# Great little square for the price.



## mafe

Wauuu, it looks wonderful, it's a high on my wish list tool.
Thank you for the review.
Best thoughts,
Mads


----------



## helluvawreck

Thanks, Doc. Like Mads, I don't have a double square, not even in my machine shop. I would definitely like to have one in my home shop. I think that my tools list only grows. It doesn't seem to ever decrease. Thanks for the tip.


----------



## LeeBarker

I bought one of these recently, on sale, but elsewhere. I decided it was probably marked down because the knurled nut is too small-it should stand proud of the rest of the casting so it is easier to grasp and snug and unsnug.

That said, I use it and enjoy it and the price was right!


----------



## GabrielX

Tools Rule! Could def use one of those that size. My level and framing square are too large to use on small boxes and such, even around the house. Nice find.


----------



## Dennisgrosen

thank´s for the rewiew Doc. 
its good to hear others make those as good as starrets but a hell lot cheaper

take care
Dennis


----------



## Chinitorama

Nice review Doc! I picked up one of these as a backup. Same impressions as yours. Nicely made and well priced. A bit bulkier than my premium square. Only complaint is the ruler can shift if the lock nut isn't cinched really tight. Might wear out faster than on a more expensive make.
I can live with less durability tho as they're regularly priced where I live for less than $20! 

-J.


----------



## Rob200

I am going get one thank you your fine testing of it I need a good sliding square


----------



## 280305

I was shipped the 4" version of this double square by mistake. I ordered the Starrett version ($55) from Traditional Woodworker. They sent me this one ($13) instead. The Customer Support was great even though my first request for a replacement led to some confusion. I was told that I could send back the wrong square after I received the correct one, but it did not come for quite a while because they were actually waiting to get the wrong one back.

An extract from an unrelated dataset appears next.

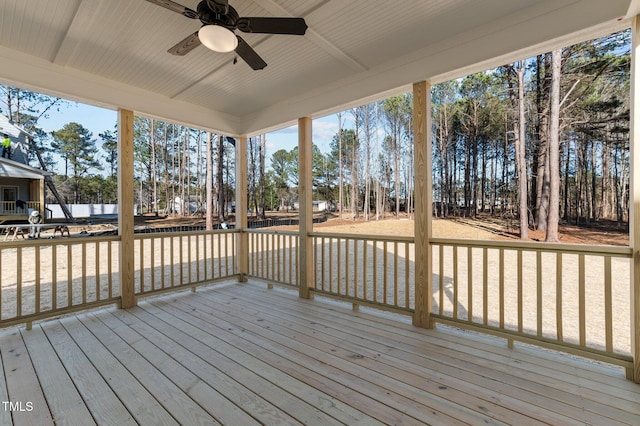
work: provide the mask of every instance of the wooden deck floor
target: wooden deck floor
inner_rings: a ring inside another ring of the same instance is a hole
[[[1,425],[640,424],[622,370],[257,284],[5,329],[0,355]]]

When I called back they sent out the Starrett right away and let me keep the iGAGING one.

It certainly does not have the feel of a Starrett or B&S and it is out of square by .001" over 4". But, if I had paid just $13 for it, I would have been happy - and you can't beat free.


----------



## NBeener

FWIW, my brother is the product rep for MagSwitch, and attends all the national WW shows.

He's met with the owner of this company, and strongly supports the entire product line.

I haven't bought anything they make, yet, but … would.

And… I recently got my 4" Starrett combination square, and-as you might guess-wonder how I've lived this long without it !

So … thanks for the review


----------